February 10, 2014
Kumar Galhotra learnt to drive in a Premier Padmini in Chandigarh. Now, as Ford Motor Co.'s vice president for engineering, he owns a Mustang. But he rarely uses Ford's best-selling sports car for his daily commute. That's because he's test driving either Ford cars or those of the competition all the time.
One of the key people at Ford after global CEO Alan Mulally and head of global product development Raj Nair, Galhotra fought jetlag on Monday to speak to ET in New Delhi about the company and the industry in general, ahead of the Auto Expo. Since joining Ford in 1988, Galhotra has held various positions in product development and product strategy before moving into his latest role in August last year, reporting to Nair.

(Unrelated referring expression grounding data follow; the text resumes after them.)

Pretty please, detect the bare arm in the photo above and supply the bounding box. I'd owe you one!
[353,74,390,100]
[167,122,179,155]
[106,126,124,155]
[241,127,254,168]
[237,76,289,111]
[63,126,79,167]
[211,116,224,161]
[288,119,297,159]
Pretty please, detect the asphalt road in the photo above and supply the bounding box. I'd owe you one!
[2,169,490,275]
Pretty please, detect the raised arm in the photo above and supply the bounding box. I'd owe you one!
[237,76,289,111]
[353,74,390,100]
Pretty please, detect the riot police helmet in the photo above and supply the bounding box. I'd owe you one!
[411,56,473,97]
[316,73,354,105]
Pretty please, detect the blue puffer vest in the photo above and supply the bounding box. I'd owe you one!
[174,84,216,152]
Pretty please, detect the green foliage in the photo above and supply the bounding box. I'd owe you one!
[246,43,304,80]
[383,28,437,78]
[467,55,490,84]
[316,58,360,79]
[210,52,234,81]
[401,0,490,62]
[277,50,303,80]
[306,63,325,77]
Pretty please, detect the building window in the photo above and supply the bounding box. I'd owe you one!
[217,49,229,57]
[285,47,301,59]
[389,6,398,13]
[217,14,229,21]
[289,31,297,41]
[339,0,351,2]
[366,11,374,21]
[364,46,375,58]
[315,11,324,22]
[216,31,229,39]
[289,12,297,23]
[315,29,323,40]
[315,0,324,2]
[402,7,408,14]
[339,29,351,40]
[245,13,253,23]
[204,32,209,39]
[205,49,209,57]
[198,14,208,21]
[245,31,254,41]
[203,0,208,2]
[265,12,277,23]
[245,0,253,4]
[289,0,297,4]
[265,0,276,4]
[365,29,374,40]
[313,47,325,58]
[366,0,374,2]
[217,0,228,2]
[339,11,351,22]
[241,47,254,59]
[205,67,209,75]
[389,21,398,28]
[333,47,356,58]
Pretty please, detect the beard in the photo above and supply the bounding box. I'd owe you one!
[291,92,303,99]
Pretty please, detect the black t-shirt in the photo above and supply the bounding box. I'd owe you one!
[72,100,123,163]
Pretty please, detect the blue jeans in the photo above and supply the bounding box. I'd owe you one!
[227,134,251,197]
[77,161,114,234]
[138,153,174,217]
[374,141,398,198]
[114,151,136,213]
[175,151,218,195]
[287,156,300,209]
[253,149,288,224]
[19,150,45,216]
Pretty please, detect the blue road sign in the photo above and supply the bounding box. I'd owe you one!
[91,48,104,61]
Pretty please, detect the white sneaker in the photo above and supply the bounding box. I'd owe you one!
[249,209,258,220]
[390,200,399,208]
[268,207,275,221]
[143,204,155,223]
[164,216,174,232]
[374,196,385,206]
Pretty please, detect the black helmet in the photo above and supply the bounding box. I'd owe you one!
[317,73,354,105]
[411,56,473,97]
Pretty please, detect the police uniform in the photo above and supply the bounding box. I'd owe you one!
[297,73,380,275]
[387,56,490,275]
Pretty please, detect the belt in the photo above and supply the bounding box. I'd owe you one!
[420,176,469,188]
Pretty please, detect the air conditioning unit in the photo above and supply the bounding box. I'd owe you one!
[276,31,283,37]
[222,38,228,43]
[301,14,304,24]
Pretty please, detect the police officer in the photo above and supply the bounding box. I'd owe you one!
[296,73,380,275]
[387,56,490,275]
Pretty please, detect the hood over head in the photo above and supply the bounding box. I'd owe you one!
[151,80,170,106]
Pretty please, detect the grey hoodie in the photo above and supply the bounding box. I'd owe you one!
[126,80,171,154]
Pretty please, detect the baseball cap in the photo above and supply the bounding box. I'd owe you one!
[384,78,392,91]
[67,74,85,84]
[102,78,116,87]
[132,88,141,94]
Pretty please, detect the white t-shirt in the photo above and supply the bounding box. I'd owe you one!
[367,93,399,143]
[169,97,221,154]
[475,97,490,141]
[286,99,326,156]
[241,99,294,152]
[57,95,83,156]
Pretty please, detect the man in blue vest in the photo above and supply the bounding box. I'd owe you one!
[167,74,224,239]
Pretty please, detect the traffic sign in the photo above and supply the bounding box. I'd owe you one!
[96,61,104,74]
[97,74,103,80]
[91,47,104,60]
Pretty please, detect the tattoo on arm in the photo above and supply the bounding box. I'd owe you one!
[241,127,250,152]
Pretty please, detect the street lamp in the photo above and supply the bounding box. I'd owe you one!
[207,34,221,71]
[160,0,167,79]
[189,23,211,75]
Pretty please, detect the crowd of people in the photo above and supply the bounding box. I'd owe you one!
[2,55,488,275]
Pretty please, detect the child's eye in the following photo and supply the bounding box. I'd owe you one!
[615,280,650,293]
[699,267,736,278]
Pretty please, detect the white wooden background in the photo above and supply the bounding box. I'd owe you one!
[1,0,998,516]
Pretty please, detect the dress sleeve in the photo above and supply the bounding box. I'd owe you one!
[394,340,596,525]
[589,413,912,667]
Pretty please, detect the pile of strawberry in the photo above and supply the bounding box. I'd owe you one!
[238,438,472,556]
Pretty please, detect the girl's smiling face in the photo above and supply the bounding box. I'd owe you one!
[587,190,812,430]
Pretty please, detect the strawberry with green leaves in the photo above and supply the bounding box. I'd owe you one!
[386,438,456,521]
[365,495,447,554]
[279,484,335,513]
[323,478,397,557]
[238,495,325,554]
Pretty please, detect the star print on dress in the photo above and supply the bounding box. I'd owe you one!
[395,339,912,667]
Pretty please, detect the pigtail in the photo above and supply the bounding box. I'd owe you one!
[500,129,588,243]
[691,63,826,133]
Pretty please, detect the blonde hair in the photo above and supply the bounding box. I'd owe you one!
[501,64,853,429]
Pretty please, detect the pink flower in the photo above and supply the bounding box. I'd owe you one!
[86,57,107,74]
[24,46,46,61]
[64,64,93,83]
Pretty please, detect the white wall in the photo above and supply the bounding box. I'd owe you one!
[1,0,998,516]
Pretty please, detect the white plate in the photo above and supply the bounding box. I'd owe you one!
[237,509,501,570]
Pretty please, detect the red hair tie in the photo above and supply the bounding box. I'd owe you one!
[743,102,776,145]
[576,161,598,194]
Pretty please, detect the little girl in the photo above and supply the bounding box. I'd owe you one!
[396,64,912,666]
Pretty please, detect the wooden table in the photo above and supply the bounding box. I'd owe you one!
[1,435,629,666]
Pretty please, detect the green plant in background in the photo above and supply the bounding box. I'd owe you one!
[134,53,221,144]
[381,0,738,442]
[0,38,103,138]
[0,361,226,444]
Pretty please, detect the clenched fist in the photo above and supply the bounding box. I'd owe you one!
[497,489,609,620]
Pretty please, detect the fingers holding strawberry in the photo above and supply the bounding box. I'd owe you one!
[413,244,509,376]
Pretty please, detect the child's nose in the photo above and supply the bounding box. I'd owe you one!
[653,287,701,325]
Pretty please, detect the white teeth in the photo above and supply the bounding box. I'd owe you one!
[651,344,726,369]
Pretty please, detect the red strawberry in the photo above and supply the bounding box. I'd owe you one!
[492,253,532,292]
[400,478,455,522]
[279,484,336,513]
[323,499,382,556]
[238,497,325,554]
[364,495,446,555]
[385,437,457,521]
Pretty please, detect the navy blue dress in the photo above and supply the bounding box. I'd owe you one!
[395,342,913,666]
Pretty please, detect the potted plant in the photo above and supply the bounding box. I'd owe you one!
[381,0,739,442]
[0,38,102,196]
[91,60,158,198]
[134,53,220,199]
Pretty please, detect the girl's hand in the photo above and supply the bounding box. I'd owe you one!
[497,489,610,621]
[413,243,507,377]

Galhotra is responsible for the engineering of all cars, trucks, SUVs and crossover vehicles for the Ford and Lincoln brands. Galhotra and Nair have to deliver on the One Ford strategy, which is to develop one product for the global market. Meanwhile, the company seems to have consciously hired talent from around the world - Egypt-born Ehab Kaoud is chief designer for Ford North America and chief procurement officer is Hau Thai-Tang, who's of Vietnamese origin.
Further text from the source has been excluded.